It’s that final bit – funny, evocative, just right – that made him a destination reporter, a byline readers sought out, then and now, with the sure knowledge of excellence. And if you’ve never read “Welcome to Casablanca,” a story he wrote that helped define the city in its disco-ball-and-cocaine days of Miami Vice, go look it up.

Here’s a taste:
You are being watched.

It happens at large airports, in places like Los Angeles and New York. Local police and federal agents are stationed there, at the Miami gate, waiting for you, watching. You are marked for their attention by the MIA ticket you hold.

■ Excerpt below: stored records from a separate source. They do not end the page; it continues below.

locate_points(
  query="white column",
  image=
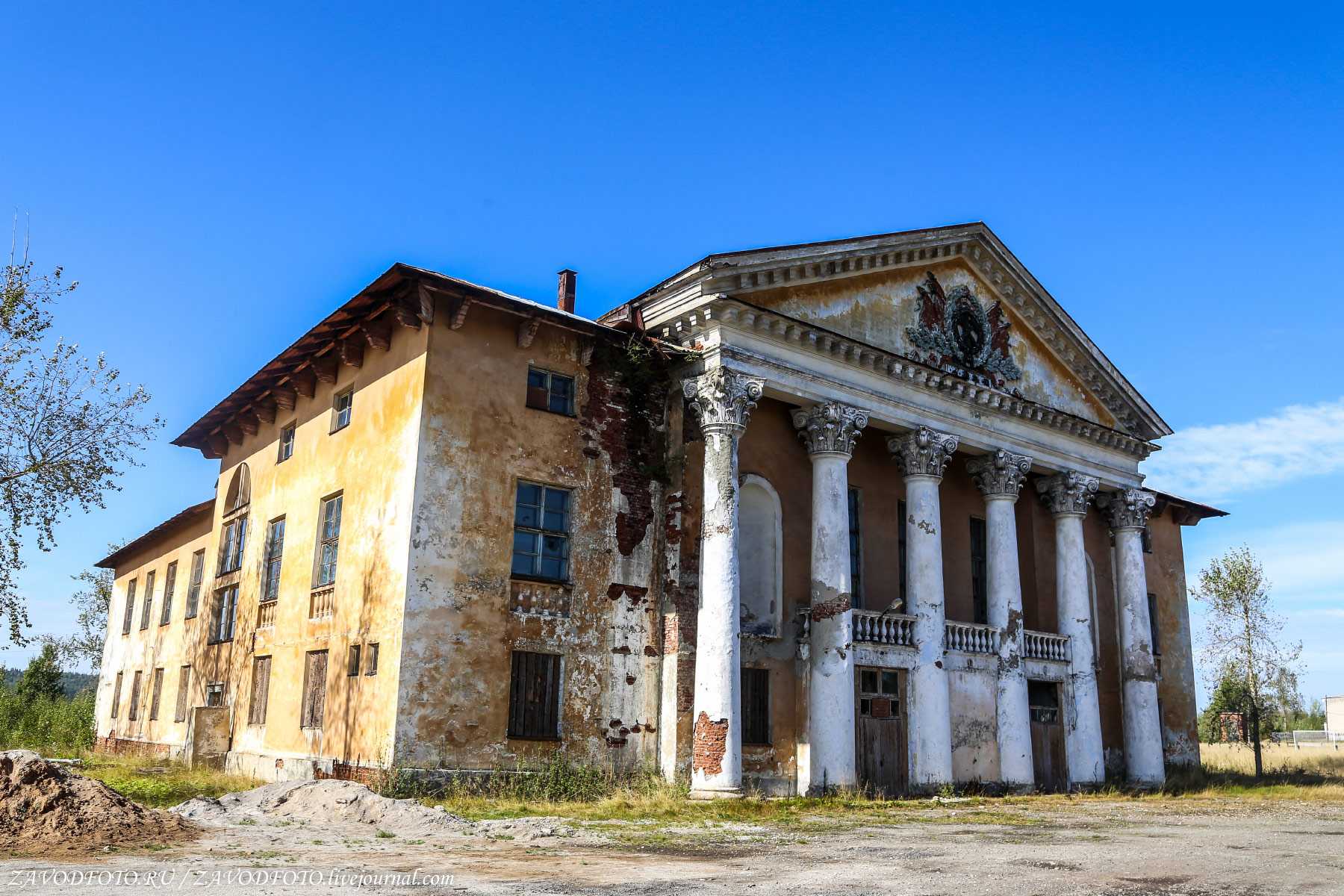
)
(721, 401)
(1127, 511)
(830, 432)
(922, 455)
(999, 477)
(1068, 494)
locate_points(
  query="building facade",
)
(853, 514)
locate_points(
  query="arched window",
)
(240, 491)
(759, 556)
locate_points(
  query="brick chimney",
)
(564, 292)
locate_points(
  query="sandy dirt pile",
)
(46, 808)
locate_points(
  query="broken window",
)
(542, 532)
(549, 391)
(342, 408)
(131, 608)
(169, 586)
(275, 550)
(329, 538)
(198, 575)
(287, 444)
(756, 706)
(183, 694)
(534, 699)
(979, 573)
(261, 689)
(156, 692)
(116, 696)
(315, 689)
(223, 613)
(134, 711)
(149, 600)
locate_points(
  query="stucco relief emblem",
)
(961, 336)
(830, 428)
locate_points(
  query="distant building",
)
(456, 528)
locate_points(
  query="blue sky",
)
(220, 178)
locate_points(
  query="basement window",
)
(547, 391)
(534, 697)
(542, 532)
(756, 707)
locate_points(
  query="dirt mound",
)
(46, 808)
(323, 802)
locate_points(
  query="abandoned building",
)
(860, 512)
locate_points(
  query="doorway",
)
(880, 729)
(1048, 736)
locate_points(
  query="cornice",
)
(691, 324)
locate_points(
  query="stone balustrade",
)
(1045, 645)
(969, 637)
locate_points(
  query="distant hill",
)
(72, 682)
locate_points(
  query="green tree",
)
(67, 426)
(1242, 635)
(42, 679)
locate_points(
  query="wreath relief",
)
(961, 336)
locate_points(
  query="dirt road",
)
(1199, 848)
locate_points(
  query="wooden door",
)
(880, 729)
(1048, 736)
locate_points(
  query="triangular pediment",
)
(953, 299)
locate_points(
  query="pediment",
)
(953, 299)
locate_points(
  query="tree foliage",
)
(1243, 638)
(69, 428)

The authorities don't demand that you go through customs; they don't ask for passports. They can't, because Miami is still technically part of the United States. But the agents know it isn't, not really, not like Schenectady is part of New York. There is an invisible border between Miami and the rest of the country, and these men are the border patrol.

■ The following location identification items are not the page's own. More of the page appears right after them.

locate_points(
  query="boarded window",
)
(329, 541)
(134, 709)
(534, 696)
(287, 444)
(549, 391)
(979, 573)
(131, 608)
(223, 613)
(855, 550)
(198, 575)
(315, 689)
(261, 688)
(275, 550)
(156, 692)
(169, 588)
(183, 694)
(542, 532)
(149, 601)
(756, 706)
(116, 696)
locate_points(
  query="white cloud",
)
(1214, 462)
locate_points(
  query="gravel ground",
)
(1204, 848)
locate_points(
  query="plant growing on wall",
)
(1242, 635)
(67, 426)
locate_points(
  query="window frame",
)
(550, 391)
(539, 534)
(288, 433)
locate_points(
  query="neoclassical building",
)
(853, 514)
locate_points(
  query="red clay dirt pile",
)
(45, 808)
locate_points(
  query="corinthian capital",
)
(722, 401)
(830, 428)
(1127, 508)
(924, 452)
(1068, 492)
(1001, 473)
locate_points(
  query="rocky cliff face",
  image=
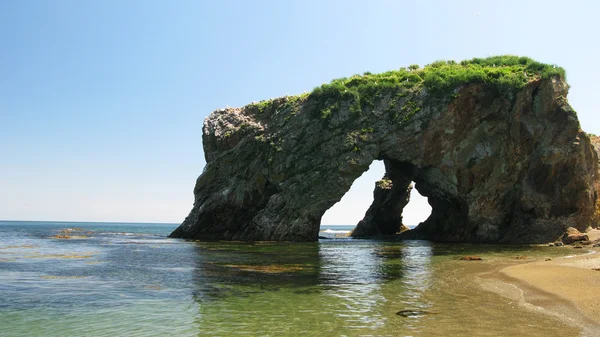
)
(498, 162)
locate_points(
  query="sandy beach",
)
(566, 287)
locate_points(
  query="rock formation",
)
(492, 143)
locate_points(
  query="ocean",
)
(125, 279)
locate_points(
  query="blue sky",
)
(102, 102)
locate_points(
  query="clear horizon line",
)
(79, 221)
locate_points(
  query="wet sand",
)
(567, 288)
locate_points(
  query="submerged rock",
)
(498, 152)
(471, 258)
(415, 312)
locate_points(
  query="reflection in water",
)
(126, 280)
(353, 277)
(337, 286)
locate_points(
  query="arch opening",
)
(342, 217)
(417, 210)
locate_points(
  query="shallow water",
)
(112, 279)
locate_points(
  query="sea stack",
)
(492, 143)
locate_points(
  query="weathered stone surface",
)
(495, 167)
(573, 235)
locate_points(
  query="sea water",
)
(113, 279)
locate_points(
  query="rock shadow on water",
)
(243, 269)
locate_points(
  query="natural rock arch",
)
(498, 163)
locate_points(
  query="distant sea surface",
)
(124, 279)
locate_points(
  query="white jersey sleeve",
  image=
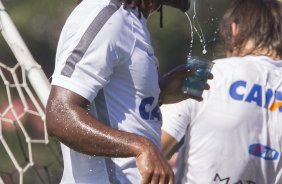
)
(89, 49)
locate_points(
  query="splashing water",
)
(193, 26)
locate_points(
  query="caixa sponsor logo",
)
(263, 152)
(267, 98)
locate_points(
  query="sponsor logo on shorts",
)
(263, 152)
(228, 180)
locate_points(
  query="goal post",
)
(35, 74)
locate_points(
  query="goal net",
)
(27, 154)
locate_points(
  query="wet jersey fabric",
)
(234, 134)
(104, 54)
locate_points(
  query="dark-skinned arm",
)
(69, 121)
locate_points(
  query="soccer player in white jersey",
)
(234, 136)
(104, 102)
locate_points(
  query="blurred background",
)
(40, 22)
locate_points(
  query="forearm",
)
(75, 127)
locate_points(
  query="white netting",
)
(27, 155)
(23, 134)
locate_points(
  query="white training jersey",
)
(104, 54)
(234, 135)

If you fit a certain "profile," you are one of the usual suspects: Young Latin male? Definitely bears watching. And that blue-rinsed lady who walks with a cane? An innocent grandma, or a money-laundering "smurf"? You never know. Old folks make the best smurfs.

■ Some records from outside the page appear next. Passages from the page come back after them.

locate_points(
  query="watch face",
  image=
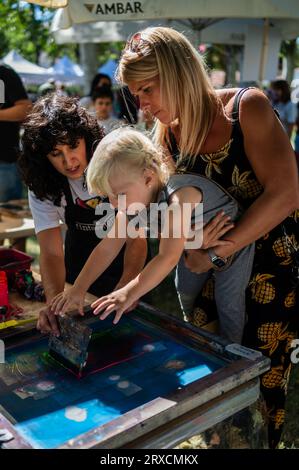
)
(219, 262)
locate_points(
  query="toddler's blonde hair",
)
(124, 150)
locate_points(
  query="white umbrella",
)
(78, 11)
(30, 72)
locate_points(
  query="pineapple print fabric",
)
(271, 301)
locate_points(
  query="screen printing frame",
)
(165, 421)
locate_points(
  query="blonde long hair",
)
(128, 151)
(185, 87)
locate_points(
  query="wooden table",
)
(23, 231)
(31, 309)
(168, 419)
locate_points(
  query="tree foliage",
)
(25, 27)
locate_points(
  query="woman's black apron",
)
(80, 241)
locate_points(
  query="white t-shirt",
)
(46, 215)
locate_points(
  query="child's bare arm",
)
(171, 247)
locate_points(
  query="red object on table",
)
(3, 290)
(12, 261)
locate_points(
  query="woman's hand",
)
(120, 285)
(118, 301)
(197, 261)
(214, 230)
(69, 299)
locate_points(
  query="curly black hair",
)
(54, 120)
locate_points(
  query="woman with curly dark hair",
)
(57, 144)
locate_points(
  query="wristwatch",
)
(217, 261)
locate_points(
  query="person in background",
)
(13, 111)
(99, 80)
(102, 99)
(297, 135)
(58, 142)
(281, 101)
(233, 137)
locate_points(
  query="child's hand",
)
(118, 301)
(69, 299)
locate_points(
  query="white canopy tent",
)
(78, 11)
(29, 72)
(66, 70)
(246, 32)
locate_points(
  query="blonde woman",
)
(126, 163)
(233, 137)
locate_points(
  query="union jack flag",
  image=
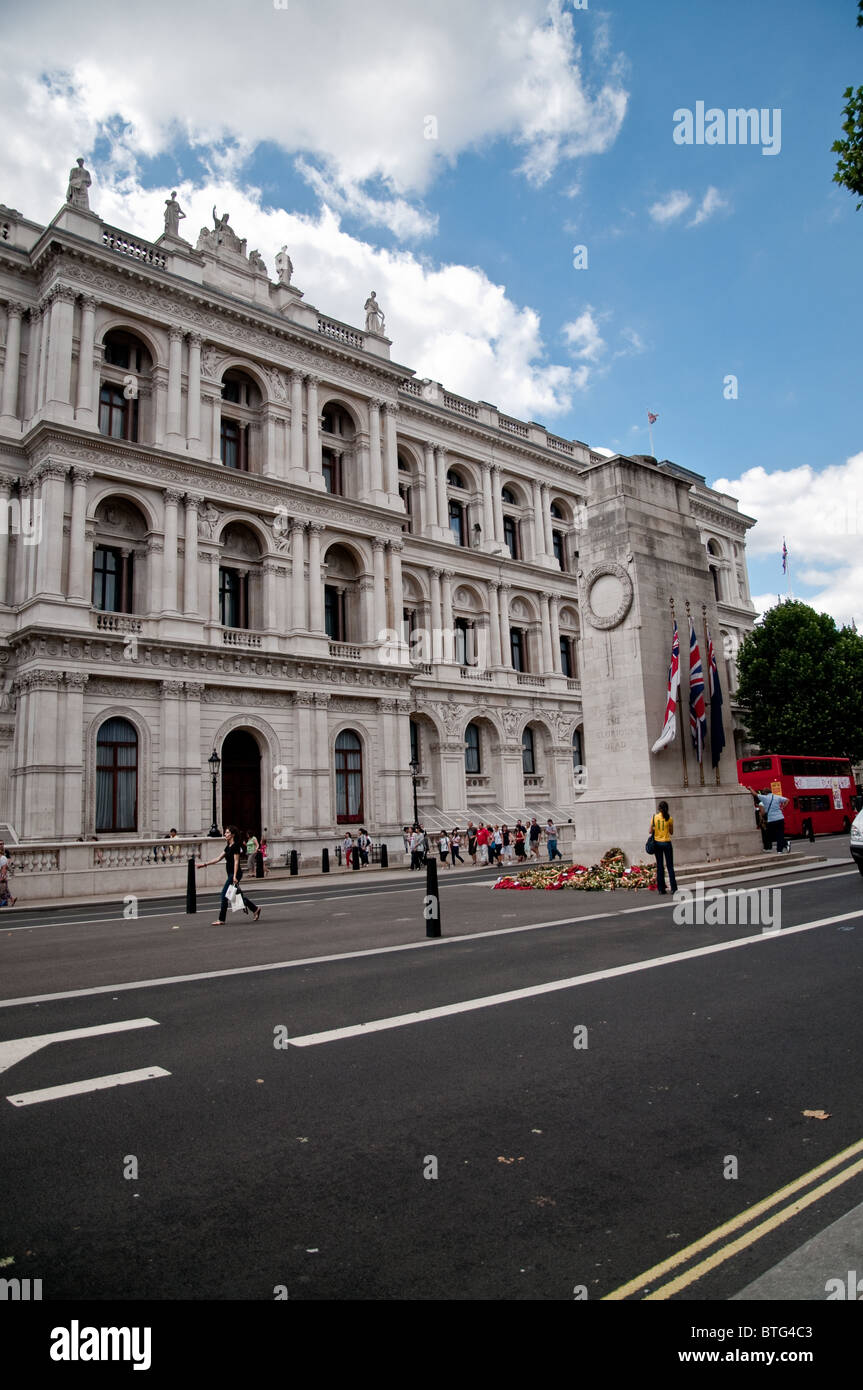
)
(698, 715)
(670, 724)
(717, 733)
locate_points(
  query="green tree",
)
(801, 684)
(849, 166)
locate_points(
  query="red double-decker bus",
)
(820, 791)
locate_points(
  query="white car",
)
(856, 841)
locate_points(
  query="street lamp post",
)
(214, 766)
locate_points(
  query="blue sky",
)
(553, 129)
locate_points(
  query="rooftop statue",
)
(79, 182)
(374, 316)
(173, 216)
(284, 267)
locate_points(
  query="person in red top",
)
(482, 838)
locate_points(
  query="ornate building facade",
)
(235, 526)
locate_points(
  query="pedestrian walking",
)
(771, 806)
(6, 866)
(534, 833)
(231, 855)
(662, 829)
(471, 841)
(551, 834)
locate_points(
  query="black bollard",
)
(431, 904)
(191, 887)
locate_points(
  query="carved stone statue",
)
(374, 316)
(79, 182)
(284, 266)
(173, 214)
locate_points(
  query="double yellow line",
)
(727, 1251)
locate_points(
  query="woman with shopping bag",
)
(231, 855)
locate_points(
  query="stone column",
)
(449, 655)
(431, 488)
(9, 401)
(316, 581)
(298, 576)
(548, 659)
(313, 437)
(494, 613)
(192, 815)
(50, 534)
(85, 399)
(296, 426)
(555, 619)
(503, 598)
(34, 353)
(437, 613)
(174, 380)
(78, 576)
(170, 566)
(171, 772)
(154, 585)
(271, 571)
(374, 448)
(488, 514)
(380, 592)
(193, 402)
(391, 451)
(191, 558)
(546, 519)
(538, 526)
(396, 588)
(59, 380)
(4, 495)
(498, 502)
(442, 501)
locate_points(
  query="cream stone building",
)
(235, 526)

The agents are looking for money, not drugs. Greenbacks. The proceeds of dope deals. It happens all the time. Robert Targ, a Miami defense attorney who frequently travels to Los Angeles, often sees federal agents -- agents he cross-examines in court -- at the Los Angeles airport, watching the people who board the Delta red-eye special for Miami. The Drug Enforcement Administration and the U.S. Attorney's Office acknowledge that Miami passengers are being watched, though they say it doesn't happen on every flight.

Herb Friedberg, an undercover operative for the Internal Revenue Service, tells about the time he and an IRS agent had just finished working a case in which they had seized $120,000. They were carrying the money back to Miami in an attache case. As the case moved through the X-ray machine at LaGuardia, Friedberg saw a security clerk nod to a man standing nearby, and they were asked to stand in another line. Ahead of them, police were already questioning a Colombian woman who had a satchel with $300,000 in cash and an American man who claimed he was a jeweler and was carrying $60,000 in cash to Miami to purchase some jewels.

That was one flight.

"The Casablanca of the Caribbean." That's what the world press is calling Miami.

Funny how images change.

Five years ago, Miami was "Paradise Lost," branded for all the nation to see, right there on the cover of Time Magazine. We had become the land of oppressive crime, runaway immigration, suffocating fear.

Look at us now. Awash in crime, still. Aswarm with immigrants. Aboil with fear. And we are . . . Casablanca. They call it exotic intrigue. Romance. Multicultural excitement. This town has become a movie. Or more precisely: a TV show.

John hates a fuss and, besides, there’s no note that could possibly do justice to such a career. We’ll be filling his job but that’s not a matter for this note. Let’s give him the last word - or words, because John was never known to write short -- from a bio he dashed off a year ago for a conference:

John Dorschner has been a staff writer for The Miami Herald for 41 years. Much of that time was with the Sunday magazine, Tropic, in which he led a pampered existence, spending weeks on a single story. Tropic once sent him to France to walk in the wine country for three days. When the magazine folded in 1998, he became a business writer. In 2002, he started writing about healthcare economics. Since 2009, he’s focused on the turmoil of the tax-payer financed Jackson Health System. He believes that the only reason he has kept at it for so long is that he has a screw loose.

With great affection, we wish him the best.

- Amy Driscoll and the editors



1 comment:

  1. Good journalist, and a good man. My working friend for years, from the cigar factories of Tampa to the jungles of Panama, and it was a pleasure and honor to work with him.